Use the trapezium rule with 5 ordinates to find an estimate for the area of the shaded region - AQA - A-Level Maths Pure - Question 14 - 2022 - Paper 1

Using the trapezium rule with 5 ordinates means dividing the interval ([1, 4]) into 4 equal parts. The width of each part ( h ) is calculated as: [ h = \frac{b - a}{n} = \frac{4 - 1}{4} = 0.75 ]
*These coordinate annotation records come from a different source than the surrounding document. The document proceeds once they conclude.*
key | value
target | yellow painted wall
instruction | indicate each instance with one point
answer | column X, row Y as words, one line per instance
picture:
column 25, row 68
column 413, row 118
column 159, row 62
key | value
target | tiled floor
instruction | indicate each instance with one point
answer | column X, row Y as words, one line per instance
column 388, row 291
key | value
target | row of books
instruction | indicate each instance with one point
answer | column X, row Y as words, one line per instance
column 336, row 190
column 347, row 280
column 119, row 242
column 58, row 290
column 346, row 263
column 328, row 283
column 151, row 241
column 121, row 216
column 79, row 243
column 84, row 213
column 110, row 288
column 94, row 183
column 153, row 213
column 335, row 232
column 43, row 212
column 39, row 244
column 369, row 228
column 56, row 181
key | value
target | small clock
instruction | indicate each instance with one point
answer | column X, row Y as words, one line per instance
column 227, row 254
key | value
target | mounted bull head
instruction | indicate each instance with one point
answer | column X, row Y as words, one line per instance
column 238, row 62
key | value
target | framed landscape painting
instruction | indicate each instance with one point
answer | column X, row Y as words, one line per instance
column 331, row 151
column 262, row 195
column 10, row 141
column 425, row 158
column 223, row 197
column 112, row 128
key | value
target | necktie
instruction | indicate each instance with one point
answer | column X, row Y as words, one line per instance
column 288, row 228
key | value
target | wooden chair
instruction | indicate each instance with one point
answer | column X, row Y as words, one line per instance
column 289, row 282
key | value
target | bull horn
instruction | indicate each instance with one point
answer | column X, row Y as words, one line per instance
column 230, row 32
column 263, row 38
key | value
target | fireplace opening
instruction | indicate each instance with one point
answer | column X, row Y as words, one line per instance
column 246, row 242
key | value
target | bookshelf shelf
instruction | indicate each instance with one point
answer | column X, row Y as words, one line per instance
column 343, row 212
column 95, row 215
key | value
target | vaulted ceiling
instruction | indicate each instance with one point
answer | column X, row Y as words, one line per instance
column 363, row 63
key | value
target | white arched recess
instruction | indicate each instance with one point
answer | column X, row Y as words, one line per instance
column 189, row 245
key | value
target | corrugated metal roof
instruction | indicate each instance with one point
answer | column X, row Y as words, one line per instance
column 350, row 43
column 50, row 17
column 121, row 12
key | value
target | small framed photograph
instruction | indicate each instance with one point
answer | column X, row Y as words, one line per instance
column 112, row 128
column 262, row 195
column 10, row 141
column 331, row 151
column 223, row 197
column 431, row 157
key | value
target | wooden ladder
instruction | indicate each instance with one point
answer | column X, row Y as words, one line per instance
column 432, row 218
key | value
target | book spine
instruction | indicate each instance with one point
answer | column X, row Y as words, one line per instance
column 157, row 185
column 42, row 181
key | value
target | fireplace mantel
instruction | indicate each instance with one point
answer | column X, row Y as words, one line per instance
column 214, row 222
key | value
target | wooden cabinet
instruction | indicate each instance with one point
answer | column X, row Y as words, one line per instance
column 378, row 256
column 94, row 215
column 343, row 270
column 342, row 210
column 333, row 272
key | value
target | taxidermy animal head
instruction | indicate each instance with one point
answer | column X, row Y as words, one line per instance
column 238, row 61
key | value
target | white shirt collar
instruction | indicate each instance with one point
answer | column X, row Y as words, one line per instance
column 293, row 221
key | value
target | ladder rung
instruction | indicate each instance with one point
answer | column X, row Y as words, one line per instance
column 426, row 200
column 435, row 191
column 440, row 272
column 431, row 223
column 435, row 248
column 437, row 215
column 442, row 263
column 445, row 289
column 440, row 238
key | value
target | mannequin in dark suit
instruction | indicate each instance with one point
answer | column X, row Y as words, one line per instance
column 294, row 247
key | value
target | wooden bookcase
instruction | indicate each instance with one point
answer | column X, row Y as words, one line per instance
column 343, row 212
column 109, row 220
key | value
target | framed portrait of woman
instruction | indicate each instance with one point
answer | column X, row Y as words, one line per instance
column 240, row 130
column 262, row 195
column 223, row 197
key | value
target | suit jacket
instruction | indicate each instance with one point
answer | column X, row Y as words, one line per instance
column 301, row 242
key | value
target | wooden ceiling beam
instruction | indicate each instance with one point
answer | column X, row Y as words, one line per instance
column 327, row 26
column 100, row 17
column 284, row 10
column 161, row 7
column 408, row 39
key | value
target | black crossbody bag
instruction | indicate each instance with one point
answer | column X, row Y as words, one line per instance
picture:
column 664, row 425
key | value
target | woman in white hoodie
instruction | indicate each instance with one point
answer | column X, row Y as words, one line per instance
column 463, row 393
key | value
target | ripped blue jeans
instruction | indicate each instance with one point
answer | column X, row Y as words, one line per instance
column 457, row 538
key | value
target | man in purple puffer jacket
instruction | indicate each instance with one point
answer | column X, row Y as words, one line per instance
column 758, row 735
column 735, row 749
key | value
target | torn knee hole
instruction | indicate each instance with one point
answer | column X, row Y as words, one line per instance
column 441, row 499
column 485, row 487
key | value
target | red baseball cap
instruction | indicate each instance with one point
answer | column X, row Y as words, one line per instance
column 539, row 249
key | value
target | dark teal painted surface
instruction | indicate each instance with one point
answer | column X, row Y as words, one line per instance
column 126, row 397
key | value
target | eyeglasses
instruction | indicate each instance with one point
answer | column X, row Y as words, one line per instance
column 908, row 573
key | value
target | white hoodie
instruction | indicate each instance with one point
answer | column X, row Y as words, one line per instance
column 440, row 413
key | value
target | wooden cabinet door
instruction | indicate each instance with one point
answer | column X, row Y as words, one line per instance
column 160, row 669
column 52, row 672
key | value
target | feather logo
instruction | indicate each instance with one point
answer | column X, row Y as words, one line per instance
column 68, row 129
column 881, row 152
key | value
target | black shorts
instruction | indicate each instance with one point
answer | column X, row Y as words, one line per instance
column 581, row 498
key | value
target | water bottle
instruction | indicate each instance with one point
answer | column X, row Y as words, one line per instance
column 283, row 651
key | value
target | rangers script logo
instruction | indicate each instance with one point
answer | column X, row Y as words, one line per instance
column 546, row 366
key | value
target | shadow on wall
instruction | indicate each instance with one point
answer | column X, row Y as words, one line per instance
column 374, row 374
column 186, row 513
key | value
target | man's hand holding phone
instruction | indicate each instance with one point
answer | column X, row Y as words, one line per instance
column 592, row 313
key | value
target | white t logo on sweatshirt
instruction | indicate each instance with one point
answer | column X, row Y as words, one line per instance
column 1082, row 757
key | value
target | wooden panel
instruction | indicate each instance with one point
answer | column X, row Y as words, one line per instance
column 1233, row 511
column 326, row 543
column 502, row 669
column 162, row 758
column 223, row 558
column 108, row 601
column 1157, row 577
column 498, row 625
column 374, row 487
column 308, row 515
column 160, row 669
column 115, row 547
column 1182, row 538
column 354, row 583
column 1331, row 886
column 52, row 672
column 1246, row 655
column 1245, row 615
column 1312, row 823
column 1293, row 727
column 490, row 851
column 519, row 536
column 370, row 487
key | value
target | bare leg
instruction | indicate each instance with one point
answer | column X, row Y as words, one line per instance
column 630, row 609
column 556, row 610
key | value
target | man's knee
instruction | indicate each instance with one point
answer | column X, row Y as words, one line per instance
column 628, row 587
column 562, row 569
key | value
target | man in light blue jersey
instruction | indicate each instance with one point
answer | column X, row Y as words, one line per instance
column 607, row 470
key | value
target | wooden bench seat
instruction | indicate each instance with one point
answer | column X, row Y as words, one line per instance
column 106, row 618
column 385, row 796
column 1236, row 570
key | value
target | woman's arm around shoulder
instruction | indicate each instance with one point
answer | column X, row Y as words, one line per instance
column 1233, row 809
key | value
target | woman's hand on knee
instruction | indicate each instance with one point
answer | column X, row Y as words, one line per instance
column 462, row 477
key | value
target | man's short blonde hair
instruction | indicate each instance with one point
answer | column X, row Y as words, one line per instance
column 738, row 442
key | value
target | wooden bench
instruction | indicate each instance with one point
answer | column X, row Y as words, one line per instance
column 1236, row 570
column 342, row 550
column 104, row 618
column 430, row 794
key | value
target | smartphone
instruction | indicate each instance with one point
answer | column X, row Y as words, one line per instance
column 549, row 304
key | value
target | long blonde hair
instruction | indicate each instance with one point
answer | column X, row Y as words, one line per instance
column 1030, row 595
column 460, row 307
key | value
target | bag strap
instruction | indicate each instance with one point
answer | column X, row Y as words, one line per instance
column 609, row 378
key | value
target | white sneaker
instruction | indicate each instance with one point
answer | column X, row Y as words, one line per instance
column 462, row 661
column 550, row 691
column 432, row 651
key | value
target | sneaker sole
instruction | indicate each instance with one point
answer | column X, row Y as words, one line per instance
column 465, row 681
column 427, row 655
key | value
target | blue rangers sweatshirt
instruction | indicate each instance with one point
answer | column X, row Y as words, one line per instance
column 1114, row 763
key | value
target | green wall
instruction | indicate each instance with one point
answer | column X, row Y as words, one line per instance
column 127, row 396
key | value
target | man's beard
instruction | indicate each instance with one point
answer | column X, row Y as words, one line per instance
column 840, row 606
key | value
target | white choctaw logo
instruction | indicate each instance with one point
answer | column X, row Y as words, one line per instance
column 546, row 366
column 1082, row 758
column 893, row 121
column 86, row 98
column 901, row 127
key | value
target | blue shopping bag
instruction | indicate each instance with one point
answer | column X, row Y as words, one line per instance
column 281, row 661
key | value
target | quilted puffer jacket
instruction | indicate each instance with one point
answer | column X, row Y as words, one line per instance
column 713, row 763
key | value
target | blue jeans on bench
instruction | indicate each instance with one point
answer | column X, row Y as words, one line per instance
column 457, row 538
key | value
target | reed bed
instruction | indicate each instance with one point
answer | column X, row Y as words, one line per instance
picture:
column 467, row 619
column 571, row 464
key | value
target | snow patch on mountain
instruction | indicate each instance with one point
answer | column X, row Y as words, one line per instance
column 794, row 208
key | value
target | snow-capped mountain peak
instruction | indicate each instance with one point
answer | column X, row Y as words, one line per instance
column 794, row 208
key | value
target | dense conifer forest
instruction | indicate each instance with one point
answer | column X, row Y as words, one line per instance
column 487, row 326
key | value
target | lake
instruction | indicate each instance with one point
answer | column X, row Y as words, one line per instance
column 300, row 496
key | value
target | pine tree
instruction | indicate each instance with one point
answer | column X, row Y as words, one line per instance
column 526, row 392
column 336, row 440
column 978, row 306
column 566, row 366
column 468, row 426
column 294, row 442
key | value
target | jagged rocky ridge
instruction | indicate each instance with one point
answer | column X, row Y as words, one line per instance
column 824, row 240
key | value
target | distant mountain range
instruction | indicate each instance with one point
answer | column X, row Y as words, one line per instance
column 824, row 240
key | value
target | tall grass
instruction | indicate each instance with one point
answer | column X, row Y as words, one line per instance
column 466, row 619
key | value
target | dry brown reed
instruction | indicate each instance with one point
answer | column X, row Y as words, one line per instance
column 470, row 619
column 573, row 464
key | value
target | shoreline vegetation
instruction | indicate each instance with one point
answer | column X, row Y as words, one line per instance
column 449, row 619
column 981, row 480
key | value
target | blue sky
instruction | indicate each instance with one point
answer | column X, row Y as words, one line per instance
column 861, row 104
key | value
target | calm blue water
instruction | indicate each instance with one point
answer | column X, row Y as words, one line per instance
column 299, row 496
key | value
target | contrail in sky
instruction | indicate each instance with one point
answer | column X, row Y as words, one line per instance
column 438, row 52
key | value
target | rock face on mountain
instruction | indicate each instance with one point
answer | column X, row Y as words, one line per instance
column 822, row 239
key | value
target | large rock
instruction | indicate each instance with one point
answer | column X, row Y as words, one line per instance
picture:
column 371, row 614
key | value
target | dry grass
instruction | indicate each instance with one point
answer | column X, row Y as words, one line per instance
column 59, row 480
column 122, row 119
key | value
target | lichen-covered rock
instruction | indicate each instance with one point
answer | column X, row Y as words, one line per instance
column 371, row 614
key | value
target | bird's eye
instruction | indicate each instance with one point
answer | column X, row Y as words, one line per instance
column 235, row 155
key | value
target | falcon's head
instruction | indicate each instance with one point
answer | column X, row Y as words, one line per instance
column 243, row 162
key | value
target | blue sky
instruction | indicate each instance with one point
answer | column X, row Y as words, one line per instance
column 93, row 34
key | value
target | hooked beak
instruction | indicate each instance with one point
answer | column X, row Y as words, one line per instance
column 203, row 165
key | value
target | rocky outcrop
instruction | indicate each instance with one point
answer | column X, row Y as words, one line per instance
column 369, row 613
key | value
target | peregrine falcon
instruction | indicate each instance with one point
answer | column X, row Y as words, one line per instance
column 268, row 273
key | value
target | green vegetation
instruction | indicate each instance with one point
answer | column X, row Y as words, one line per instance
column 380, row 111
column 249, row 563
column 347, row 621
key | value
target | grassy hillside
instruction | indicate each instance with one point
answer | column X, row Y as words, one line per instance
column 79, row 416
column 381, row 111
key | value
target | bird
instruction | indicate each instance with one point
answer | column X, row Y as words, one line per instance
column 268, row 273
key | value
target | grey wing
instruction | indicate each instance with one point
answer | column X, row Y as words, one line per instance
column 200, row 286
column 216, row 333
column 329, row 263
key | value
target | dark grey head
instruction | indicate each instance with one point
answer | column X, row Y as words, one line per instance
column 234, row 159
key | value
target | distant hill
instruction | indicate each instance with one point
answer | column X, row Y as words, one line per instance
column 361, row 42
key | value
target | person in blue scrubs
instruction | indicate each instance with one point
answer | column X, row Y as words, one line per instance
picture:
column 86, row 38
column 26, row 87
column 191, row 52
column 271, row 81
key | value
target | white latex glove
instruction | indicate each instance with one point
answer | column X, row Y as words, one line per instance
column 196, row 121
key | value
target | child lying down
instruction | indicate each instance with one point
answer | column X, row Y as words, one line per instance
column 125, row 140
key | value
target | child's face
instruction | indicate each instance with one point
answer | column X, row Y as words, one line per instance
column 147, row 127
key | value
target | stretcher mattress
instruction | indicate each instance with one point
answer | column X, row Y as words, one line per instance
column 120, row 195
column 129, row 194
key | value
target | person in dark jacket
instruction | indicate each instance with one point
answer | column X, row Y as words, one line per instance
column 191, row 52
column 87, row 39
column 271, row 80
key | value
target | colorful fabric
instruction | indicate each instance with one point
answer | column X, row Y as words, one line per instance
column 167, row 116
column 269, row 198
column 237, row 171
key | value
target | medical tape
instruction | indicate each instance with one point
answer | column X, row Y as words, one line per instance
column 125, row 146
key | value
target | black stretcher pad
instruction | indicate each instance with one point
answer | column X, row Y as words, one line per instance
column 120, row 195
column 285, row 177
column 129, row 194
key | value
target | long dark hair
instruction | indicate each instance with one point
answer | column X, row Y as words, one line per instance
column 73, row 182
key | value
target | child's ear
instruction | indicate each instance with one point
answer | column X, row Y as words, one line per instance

Now, we compute the y-values (ordinates) at each x value:

• ( y_1 = (2(1) - 8) \ln(1) = 0 )
• ( y_2 = (2(1.75) - 8) \ln(1.75) \approx -2.51827 )
• ( y_3 = (2(2.5) - 8) \ln(2.5) \approx -2.74887 )
• ( y_4 = (2(3.25) - 8) \ln(3.25) \approx -1.76789 )
• ( y_5 = (2(4) - 8) \ln(4) = 0 )

Using the trapezium rule formula: [ A = \frac{h}{2} \left( y_1 + 2y_2 + 2y_3 + 2y_4 + y_5 \right) ] Substituting the values: [ A = \frac{0.75}{2} \left( 0 + 2(-2.51827) + 2(-2.74887) + 2(-1.76789) + 0 \right) ] Calculating: [ A = \frac{0.75}{2} \left( -5.03654 - 5.49774 - 3.53578 \right) \approx - 5.28 ]

Thus, the estimated area of the shaded region, correct to three significant figures, is ( 5.28 ).